Le FICSA met en scène des déplacements qui échappent aux catégories habituellement associées au Sahara. Les participants ne traversent pas le désert pour fuir un conflit ou contourner une frontière. Ils circulent pour exposer, échanger, débattre et créer. Cette mobilité assumée, organisée et encadrée contraste avec les images dominantes liées aux routes migratoires irrégulières.
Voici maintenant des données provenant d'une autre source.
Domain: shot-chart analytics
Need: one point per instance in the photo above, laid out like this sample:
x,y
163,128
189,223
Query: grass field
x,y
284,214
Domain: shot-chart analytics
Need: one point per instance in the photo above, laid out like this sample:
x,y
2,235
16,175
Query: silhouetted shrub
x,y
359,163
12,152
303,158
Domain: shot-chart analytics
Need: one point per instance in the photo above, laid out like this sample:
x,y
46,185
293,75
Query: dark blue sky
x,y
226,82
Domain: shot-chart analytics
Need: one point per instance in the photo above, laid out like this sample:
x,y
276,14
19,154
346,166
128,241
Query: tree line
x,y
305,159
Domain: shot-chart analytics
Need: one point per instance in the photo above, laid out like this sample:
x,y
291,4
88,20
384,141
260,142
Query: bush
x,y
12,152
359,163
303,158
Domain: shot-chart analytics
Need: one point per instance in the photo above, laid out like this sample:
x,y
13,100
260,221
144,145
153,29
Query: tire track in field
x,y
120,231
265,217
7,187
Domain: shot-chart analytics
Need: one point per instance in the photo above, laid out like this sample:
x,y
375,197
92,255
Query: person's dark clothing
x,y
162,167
La présence des Premiers ministres du Burkina Faso et du Niger, ainsi que du ministre malien de la Culture, a donné au festival une dimension politique claire. Leurs interventions ont insisté sur la coopération régionale, le patrimoine partagé et le rôle de la culture dans la consolidation des liens sahéliens. Cette implication gouvernementale montre que les circulations culturelles sont aussi perçues comme des instruments de rapprochement diplomatique dans une région souvent décrite uniquement à travers le prisme sécuritaire.

Le Sahara est fréquemment présenté comme une zone de passage vers l’Europe, théâtre de trafics et de drames humains. Cette représentation occulte une réalité plus ancienne et plus complexe. Historiquement, le désert a structuré des échanges commerciaux, religieux et intellectuels reliant l’Afrique subsaharienne, le Maghreb et le monde méditerranéen. Amdjarass s’inscrit dans cette continuité.

Le Sahara, carrefour plutôt que frontière

Le thème de la coopération Sud-Sud remet en lumière une évidence souvent négligée. Toutes les mobilités africaines ne convergent pas vers le Nord. Les échanges entre pays du Sahel, les collaborations entre artistes du Maghreb et d’Afrique de l’Ouest, les dynamiques culturelles régionales constituent une part significative des circulations contemporaines. Elles sont pourtant peu visibles dans les débats publics dominés par les politiques de contrôle. La participation d’invités venus d’Europe et d’Asie renforce cette lecture. Ces déplacements s’inscrivent dans une logique de coopération culturelle et de valorisation territoriale. Ils témoignent d’une mobilité fondée sur la reconnaissance mutuelle et la mise en réseau, et non sur la contrainte.

Évoquer la migration à partir du FICSA ne revient pas à minimiser les réalités difficiles qui traversent le Sahara. Les routes migratoires existent et continuent de produire des tragédies. Mais réduire la région à ces trajectoires de détresse empêche de saisir la diversité des circulations humaines qui la traversent.

Amdjarass rappelle que la mobilité peut aussi être liée à la création, à la transmission et à la coopération régionale. Dans un espace souvent associé au départ et à l’exil, le festival met en évidence une autre dynamique, celle d’un Sahara qui relie plutôt qu’il ne sépare.